XII.

Toujours et encore les municipales ; il y a quelques jours, article d’Arnaud Faugère, dans Paris-Normandie (daté du mardi 12 février), titré « Adjoints en partance… » au sujet du départ de certains des adjoints de l’ancien maire (c’est désormais acquis). Parmi, citée Josette Cheval, qui vivrait « plutôt mal » son éviction ; fait part d’un « fort ressentiment », reproche à Pierre Albertini « de ne pas écouter », d’arbitrer en solo, d’avoir réduit les budgets qu’elle montait, et au final de ne l’avoir vue que trois fois en sept ans « en tête-à-tête ».

Disons d’emblée que je connais à peine Josette Cheval, croisée lors de cérémonies officielles ou de réunions de conseil de quartier, lorsque celles-ci m’intéressaient encore. J’en suis d’autant dégagé pour dire ceci, à savoir que cette élue a cristallisé le ressentiment. Il y a des gens comme ça : ils ont beau dire et faire, ils sont l’objet d’aversion systématique et d’un mépris qu’il est loisible d’afficher.

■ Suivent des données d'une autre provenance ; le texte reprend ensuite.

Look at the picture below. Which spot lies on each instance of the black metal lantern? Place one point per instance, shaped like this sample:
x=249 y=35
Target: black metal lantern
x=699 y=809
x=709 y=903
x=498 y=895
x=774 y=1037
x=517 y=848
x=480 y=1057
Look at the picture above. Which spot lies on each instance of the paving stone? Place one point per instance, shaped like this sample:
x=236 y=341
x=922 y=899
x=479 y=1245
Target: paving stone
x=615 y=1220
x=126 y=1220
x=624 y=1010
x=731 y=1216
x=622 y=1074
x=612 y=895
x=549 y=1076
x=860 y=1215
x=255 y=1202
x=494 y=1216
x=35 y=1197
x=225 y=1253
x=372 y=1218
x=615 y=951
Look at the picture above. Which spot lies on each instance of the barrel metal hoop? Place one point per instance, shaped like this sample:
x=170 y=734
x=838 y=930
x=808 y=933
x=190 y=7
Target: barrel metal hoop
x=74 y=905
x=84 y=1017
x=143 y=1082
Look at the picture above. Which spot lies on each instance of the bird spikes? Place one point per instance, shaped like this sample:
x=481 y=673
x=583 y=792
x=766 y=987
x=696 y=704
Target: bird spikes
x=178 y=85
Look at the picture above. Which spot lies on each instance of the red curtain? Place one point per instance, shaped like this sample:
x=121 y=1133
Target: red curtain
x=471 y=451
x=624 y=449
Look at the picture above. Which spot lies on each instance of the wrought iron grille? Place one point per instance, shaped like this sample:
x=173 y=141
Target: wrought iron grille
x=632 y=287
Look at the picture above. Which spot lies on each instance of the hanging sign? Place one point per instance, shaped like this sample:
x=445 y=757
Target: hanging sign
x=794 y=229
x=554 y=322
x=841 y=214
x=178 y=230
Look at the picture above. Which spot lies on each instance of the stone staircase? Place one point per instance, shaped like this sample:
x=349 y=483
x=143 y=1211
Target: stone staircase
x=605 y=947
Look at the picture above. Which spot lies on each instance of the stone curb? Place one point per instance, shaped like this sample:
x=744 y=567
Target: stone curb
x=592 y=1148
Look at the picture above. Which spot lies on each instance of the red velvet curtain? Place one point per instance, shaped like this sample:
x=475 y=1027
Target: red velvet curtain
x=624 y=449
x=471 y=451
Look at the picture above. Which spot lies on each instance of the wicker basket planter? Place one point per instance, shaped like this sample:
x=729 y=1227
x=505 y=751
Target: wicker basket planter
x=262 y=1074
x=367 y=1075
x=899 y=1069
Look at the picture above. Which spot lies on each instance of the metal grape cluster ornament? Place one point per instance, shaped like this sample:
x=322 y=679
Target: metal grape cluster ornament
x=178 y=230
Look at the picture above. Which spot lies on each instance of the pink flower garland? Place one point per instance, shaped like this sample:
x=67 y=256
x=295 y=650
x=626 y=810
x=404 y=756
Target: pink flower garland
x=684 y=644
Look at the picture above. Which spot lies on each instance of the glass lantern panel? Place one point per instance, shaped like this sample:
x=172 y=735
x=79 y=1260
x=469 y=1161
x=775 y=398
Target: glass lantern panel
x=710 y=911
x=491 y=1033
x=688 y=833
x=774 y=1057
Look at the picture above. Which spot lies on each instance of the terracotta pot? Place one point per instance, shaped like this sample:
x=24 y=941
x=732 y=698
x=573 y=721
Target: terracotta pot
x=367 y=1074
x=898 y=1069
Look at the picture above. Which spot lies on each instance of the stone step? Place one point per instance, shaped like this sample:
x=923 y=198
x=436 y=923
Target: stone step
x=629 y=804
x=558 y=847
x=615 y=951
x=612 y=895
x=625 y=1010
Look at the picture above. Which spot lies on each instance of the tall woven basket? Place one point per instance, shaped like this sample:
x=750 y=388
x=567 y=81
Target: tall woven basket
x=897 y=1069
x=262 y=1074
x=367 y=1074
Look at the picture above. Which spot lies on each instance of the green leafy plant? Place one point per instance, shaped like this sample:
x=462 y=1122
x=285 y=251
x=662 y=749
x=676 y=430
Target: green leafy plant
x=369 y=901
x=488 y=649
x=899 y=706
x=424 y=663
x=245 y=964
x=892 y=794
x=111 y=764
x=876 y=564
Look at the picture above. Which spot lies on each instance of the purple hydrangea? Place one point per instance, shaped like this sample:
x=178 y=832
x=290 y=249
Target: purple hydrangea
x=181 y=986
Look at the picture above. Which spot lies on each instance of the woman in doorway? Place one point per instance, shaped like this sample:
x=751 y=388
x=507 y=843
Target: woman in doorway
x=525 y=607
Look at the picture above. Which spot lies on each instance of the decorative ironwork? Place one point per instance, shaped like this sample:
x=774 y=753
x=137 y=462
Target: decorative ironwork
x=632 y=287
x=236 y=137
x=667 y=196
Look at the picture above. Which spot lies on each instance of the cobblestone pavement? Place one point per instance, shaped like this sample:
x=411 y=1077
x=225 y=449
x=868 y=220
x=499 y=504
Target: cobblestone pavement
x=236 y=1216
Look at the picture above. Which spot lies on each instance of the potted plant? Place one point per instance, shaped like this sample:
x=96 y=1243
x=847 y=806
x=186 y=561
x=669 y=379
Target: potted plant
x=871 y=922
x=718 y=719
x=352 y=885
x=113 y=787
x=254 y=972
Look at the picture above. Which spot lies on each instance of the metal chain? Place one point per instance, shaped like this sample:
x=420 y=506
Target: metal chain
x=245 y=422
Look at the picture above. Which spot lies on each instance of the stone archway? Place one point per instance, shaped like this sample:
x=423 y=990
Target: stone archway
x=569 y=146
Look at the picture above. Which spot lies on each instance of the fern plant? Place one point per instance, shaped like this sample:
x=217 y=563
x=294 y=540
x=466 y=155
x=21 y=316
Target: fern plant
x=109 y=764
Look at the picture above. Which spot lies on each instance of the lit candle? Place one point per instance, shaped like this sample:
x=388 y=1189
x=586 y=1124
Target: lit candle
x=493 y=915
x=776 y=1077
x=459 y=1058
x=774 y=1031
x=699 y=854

Je ne parle pas là des partisans, des anciens colistiers (encore que…) mais des « adversaires », ceux et celles qui ont une opinion contraire, et évaluent les personnes telles les marionnettes d’un théâtre guignol.

Autant tel ou tel conseiller municipal ne rencontrera qu’hostilité sourde ou indifférence muette, autant Josette Cheval, dans les milieux estampillés que je fréquente, provoque le sarcasme blessant, le sourire goguenard, l’irrespect sans retenue. Si quelques-uns peuvent prendre sa défense et avancent des arguments pour l’équilibre, ils en sont pour leurs frais. Rançon de la popularité ? Ou du populaire ?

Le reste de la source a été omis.